Here's the Amazon link: https://www.amazon.com/Rage-Reason-relentless-critique-Bible-ebook/dp/B08S3KJQY8

Rarebit Fiend said...

@Oz- Yeah, both the picture and fragment are from Blake. I don't think Crowley's teachings turned me into a Christ but I do think about "What Would Jesus Do" pretty often in a nonironic way nowadays in a manner my younger self couldn't. I admire the hell out of Christ and occasionally pray for a Nag-Hamadi-style recovery of the Q Document. As Crowley says in "Masks of the Illuminati:"

"An Old Woman asked 'what do you think of Christ?'

Crowley replied 'I don't blame him at all.'"

Rabbi Yeshua ben Yosef was a solid dude. I fear I have become Heterodox in the way others are Orthodox and despise them for blasphemy as much as they could despise me. "You're getting Bond WRONG!!"-Alan Partridge

I talked to my kids about Little Richard and Led Zeppelin today.

@Tom- Thank you, that was probably close to or what I was thinking about. I need to reread the second and third Cosmic Trigger.

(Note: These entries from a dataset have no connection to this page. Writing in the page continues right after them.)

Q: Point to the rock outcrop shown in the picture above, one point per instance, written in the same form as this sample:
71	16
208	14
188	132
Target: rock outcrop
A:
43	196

@Rasa- I've read a little of the book this evening and I keep thinking of the Phil Spector-waving-a-gun-in-the-studio produced majesty of Leonard Cohen's insightful (with backup from Dylan and Ginsberg): "Don't Go Home With Your Hard On." I'll probably buy the entire book. However I really love the Bible and count it as one of my favorite books. I like that fucky kind of stuff.

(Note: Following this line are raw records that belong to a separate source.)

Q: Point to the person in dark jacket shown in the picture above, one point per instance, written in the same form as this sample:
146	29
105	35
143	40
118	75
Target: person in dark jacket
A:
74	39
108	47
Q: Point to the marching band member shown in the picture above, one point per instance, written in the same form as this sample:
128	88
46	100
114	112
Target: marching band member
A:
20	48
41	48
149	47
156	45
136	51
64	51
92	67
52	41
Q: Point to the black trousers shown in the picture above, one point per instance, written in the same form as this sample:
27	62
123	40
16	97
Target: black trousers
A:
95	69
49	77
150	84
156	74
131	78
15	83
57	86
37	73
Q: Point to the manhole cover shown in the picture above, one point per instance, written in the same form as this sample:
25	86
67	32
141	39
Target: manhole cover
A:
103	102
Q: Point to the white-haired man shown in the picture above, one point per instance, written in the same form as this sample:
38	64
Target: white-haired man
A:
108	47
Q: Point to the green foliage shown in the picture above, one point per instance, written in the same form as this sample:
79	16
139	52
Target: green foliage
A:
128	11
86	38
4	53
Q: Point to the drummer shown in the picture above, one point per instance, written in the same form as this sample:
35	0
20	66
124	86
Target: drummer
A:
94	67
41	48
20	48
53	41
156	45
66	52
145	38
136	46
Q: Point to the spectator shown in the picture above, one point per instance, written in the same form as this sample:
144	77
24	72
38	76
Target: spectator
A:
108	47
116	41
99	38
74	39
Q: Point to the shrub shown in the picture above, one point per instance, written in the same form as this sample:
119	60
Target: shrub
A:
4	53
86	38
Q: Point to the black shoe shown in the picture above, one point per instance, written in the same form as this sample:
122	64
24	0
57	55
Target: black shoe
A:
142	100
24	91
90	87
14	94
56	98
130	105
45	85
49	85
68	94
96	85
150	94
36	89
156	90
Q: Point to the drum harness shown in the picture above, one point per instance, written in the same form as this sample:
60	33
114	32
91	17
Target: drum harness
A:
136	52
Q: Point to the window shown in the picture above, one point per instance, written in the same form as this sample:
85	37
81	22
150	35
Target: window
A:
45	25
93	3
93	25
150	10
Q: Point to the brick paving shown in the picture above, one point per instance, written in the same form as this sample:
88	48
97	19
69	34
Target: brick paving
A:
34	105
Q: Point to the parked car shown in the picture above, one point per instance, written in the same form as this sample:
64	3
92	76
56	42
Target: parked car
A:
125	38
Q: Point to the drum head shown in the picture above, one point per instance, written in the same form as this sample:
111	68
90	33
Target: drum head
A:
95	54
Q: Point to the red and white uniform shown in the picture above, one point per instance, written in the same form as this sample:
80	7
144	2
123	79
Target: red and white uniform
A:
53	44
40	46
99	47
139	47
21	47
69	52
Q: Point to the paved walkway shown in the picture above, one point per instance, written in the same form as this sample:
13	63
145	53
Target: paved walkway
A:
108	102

@Everyone: You're getting God Wrong.

BFHN said...

Being born in a secular country, within a family where religion was mostly non-existant and that politically could be described as veering towards "humanism", I really did not have much to rebel against. As a teenager I did enjoy Kurt Cobain's assertion that "God is gay", but there was no real anger from my part in it, and I wasn't offending anyone around by repeating it.
So perhaps it was inevitable that the only thing left for me to reject was rationality's self-righteousness?

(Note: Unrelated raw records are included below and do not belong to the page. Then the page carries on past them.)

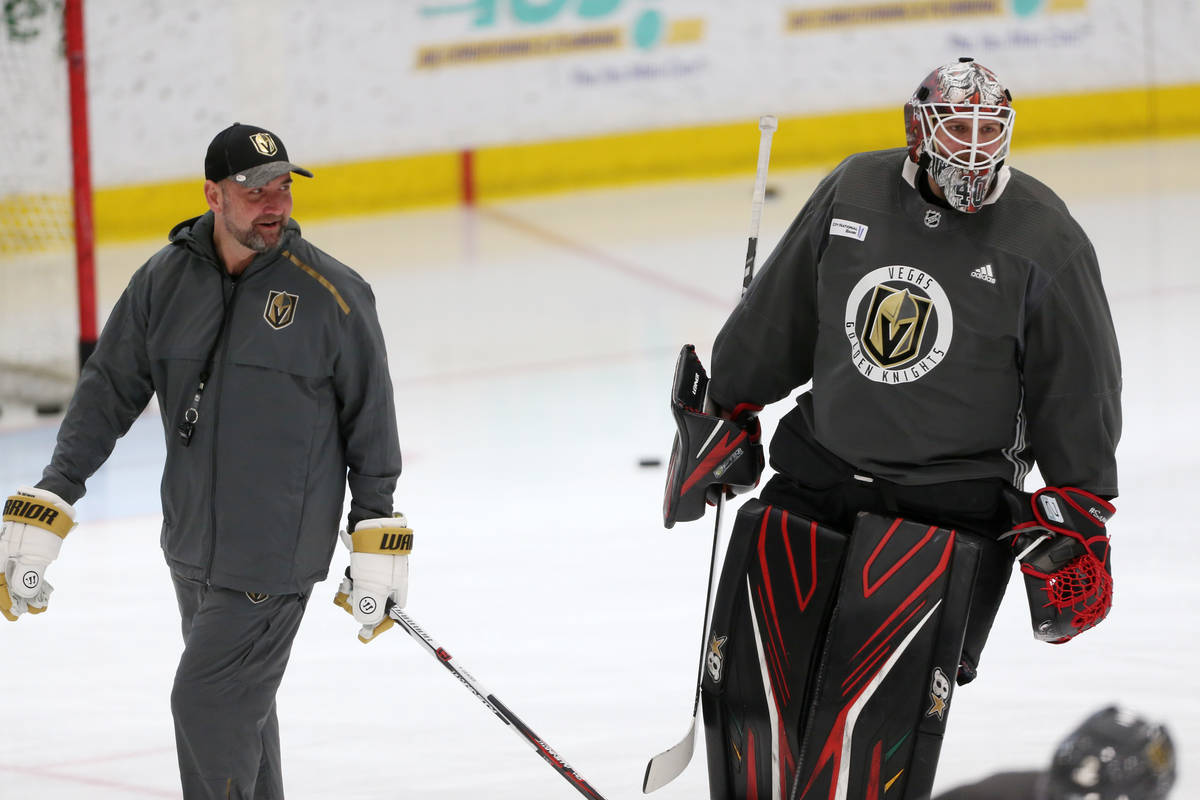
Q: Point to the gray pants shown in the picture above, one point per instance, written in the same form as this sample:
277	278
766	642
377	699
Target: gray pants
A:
223	699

Far from me the idea of defending organized religions, but maybe it is good to have something strong as a youngster to be confronted to and reject, as a sort of springboard for one's inner life. I dunno.

One thing's for sure, though :
https://www.youtube.com/watch?v=JNR4PHyvXeQ

Oz Fritz said...

@Rarebit, thank-you for the reply. I can't remember which book of the Apocrypha I heard this origin story. Apparently the 3 Wise Entities were trudging across Central Asia following the Star guiding the way to meet homeboy. One of them stubbed his toe on a rock and screamed "Jeeesus Christ!!!" Another one said, "hey, what a great name for the kid."